The key is consistent parameter naming. If the search tool returns a name field and the detail tool accepts a name parameter, ChatGPT connects them automatically.
Authentication
For APIs that require authentication, add the credentials in the MCP server, not in the tool schema. The AI should never see API keys:
const API_KEY = process.env.PRODUCT_API_KEY;
server.tool("search_products", "...", { query: { type: "string" } },
async ({ query }) => {
const response = await fetch(`https://api.example.com/products?q=${query}`, {
headers: { "Authorization": `Bearer ${API_KEY}` },
});
// ...
}
);In drio, API credentials are configured in the Auth tab and encrypted at rest. They are injected at runtime and never exposed to the AI client.
Rate limiting
If your API has rate limits, implement caching or throttling in the server. MCP does not have built-in rate limiting — your server is responsible for managing API quotas.
A simple in-memory cache:
const cache = new Map<string, { data: any; timestamp: number }>();
const CACHE_TTL = 60_000; // 1 minute
async function cachedFetch(url: string) {
const cached = cache.get(url);
if (cached && Date.now() - cached.timestamp < CACHE_TTL) {
return cached.data;
}
const response = await fetch(url);
const data = await response.json();
cache.set(url, { data, timestamp: Date.now() });
return data;
}Testing the complete flow
With the server deployed and connected to ChatGPT:
- "Search for fire type Pokemon" — ChatGPT invokes
search_pokemonwith query"fire", returns a list of matching Pokemon with cards - "Tell me more about Charizard" — ChatGPT invokes
get_pokemon_detailswith name"charizard", returns the full stat sheet - "How does Charizard compare to Blastoise?" — ChatGPT invokes
get_pokemon_detailstwice, then compares the results in natural language
This demonstrates the natural tool chaining that MCP enables. The user never mentions tool names or parameters — they speak naturally, and the AI translates intent into tool calls.

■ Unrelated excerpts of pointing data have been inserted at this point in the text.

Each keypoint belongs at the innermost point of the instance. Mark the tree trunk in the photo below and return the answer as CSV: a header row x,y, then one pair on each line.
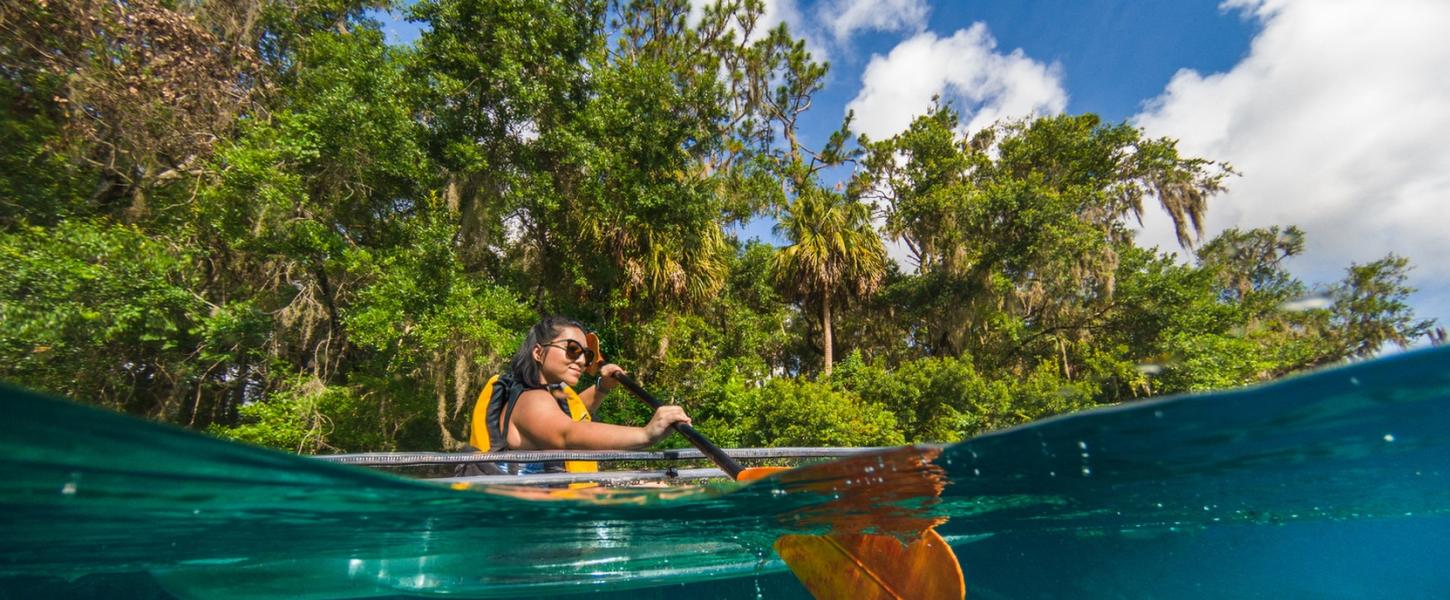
x,y
825,326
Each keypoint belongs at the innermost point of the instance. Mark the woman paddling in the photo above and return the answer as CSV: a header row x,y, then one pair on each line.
x,y
534,406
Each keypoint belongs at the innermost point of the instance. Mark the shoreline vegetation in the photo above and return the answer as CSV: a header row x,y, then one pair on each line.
x,y
261,221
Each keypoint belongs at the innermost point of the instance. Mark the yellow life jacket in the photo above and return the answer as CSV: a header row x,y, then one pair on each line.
x,y
495,407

From tutorial to production
This tutorial used PokeAPI as a stand-in. To build a production tool:
- Swap the API — Replace PokeAPI with your actual product catalog, CRM, or database API
- Add authentication — Configure OAuth or API keys for your production API
- Improve error handling — Handle network failures, rate limits, invalid inputs, and empty results gracefully
- Add more tools — A single MCP server can expose many tools. Add cart management, order tracking, or recommendation tools alongside search.

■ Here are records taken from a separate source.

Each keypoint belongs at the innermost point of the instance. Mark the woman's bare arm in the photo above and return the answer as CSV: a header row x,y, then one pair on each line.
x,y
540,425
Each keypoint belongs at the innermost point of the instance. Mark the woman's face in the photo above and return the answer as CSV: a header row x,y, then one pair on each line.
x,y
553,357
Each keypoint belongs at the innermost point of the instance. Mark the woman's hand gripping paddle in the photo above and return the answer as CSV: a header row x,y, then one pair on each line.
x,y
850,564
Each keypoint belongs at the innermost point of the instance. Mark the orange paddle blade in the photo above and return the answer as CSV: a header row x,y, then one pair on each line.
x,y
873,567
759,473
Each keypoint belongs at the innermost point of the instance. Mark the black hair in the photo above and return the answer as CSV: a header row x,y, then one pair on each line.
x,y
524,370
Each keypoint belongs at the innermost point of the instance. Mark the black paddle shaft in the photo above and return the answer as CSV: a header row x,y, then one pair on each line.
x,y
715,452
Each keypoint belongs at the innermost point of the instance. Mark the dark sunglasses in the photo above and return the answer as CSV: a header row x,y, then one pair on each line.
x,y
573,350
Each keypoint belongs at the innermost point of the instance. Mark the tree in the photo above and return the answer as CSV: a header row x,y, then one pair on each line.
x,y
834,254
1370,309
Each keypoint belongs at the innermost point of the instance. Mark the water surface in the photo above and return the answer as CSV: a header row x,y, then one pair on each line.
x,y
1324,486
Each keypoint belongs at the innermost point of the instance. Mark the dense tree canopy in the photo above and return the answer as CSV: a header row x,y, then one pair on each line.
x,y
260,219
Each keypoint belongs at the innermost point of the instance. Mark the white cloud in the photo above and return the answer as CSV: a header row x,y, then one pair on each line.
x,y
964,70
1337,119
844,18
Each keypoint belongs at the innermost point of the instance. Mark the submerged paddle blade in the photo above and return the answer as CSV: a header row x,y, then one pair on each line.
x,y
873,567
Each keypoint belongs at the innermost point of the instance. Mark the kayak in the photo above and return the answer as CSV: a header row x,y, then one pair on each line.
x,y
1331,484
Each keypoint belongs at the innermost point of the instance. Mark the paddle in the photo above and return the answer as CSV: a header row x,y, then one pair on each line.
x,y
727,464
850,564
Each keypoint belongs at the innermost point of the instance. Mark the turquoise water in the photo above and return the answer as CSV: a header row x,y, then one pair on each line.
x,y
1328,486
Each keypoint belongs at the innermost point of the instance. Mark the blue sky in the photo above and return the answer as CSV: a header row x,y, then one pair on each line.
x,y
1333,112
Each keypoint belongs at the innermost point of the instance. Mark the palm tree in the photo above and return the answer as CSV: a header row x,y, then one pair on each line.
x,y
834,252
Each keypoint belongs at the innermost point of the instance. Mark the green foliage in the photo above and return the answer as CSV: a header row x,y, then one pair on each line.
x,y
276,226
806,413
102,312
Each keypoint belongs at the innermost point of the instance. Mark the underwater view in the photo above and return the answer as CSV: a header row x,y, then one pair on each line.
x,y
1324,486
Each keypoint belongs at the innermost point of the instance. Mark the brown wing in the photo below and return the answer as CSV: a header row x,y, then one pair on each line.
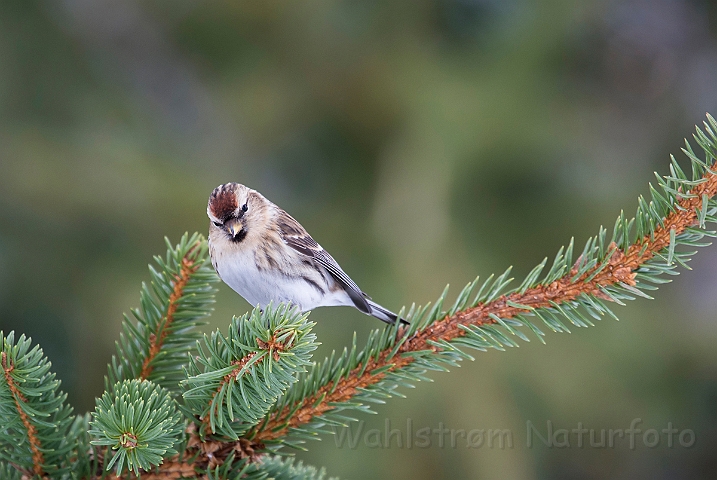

- Customize widgets — In drio, configure brand colors, typography, and layout. With the SDK, use structured content types for rich rendering.
The protocol is the same regardless of what data you are serving. The patterns you learned here — tool definition, schema design, error handling, tool chaining — apply to every MCP application.
A well-built MCP tool feels invisible. The user asks a question, gets an answer with interactive UI, and never thinks about the protocol underneath.